Así, pues, sólo a modo de ejemplo puede citarse la peligrosa convivencia entre internos y guardiacárceles, que intoxica y desvirtúa el objetivo del sistema carcelario, problemática que se agudiza con mecanismos de control ausentes y que, conforme nos informa la crónica policial desde hace años, se asocian desde el pacto de silencio para ingresar droga, alcohol, celulares etcétera al lugar de encierro, comercializando estos productos de manera ilegal, generándose un orden de interacción entre líderes, sometidos y complacientes empleados del servicio penitenciario, un peligroso vínculo que atenta no sólo contra la salud del sistema y sus protagonistas activos, sino que genera un peligro para la sociedad entera que recibe a diario en libertad a quien muchas veces terminó entrenándose en el oficio del delito.

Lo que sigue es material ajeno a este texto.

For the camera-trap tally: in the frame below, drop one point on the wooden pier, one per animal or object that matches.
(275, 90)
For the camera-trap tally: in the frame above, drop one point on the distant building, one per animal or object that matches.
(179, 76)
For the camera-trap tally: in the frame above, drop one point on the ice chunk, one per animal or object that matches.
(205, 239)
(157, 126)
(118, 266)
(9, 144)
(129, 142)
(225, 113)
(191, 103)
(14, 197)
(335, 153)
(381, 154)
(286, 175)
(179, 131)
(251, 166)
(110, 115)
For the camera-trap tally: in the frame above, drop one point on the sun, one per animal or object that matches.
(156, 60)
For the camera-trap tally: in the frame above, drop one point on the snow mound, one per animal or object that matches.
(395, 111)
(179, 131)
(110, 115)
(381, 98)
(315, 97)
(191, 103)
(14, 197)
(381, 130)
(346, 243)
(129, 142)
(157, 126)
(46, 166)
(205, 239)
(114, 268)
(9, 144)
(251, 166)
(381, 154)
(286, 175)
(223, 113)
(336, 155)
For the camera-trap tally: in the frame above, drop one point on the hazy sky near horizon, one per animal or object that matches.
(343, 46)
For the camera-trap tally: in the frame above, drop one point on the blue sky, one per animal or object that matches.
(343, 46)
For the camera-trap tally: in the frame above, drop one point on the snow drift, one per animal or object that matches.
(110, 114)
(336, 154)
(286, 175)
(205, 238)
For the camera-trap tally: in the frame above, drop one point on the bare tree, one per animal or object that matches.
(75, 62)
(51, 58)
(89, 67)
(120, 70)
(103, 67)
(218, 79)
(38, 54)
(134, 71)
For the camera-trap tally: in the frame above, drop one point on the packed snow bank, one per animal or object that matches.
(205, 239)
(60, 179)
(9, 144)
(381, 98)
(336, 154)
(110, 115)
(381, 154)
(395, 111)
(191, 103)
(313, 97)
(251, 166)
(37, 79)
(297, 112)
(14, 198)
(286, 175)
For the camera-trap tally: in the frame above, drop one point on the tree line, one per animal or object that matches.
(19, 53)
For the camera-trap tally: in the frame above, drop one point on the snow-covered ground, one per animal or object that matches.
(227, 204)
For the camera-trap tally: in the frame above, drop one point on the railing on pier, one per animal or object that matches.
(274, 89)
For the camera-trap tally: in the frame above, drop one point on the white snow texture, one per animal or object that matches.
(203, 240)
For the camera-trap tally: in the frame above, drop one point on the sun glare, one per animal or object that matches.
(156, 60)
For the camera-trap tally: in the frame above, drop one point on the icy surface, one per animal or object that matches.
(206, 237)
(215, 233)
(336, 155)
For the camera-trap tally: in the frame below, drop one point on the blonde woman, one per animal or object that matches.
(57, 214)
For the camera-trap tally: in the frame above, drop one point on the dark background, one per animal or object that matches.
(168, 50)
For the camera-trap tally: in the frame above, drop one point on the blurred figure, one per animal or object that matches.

El panorama es preocupante y el horizonte anuncia un futuro sombrío; sin embargo, la problemática en manera alguna es irresoluble. La solución demanda una activa participación de todos los sectores comprometidos con la Justicia, en procura de lograr que las cárceles sean sanas, limpias y modernas, lugars donde los reos se encuentren debidamente separados conforme sus edades, grado de peligrosidad, alejando el ocio, evitando la desvinculación con el grupo familiar y procurando, sobre todas las cosas, que el personal encargado de la custodia en sus distintos niveles sea honesto, con preparación y entrenamiento específico.
Sólo el sinceramiento nos permitirá advertir en su verdadera dimensión la problemática, evitando encontrar responsables inexistentes en lo que hace a la problemática carcelaria, que alberga serios problemas, cuyos orígenes no radican solamente en el crecimiento de la delincuencia ni en las deficiencias procesales que pueden tal vez accidentar el patrón de marcha del proceso judicial.
Sólo así los establecimientos carcelarios dejarán de ser tenebrosas escuelas del delito y las penas privativas de la libertad tendrán como finalidad esencial la reforma y la readaptación social de los condenados. Las cárceles deben dejar de ser espacios donde se potencia la violencia, los abusos y la organización de redes criminales, debiéndose retomar el trabajo para lograr la reinserción social de quienes han violado la ley, a fin de que no vuelvan a reincidir.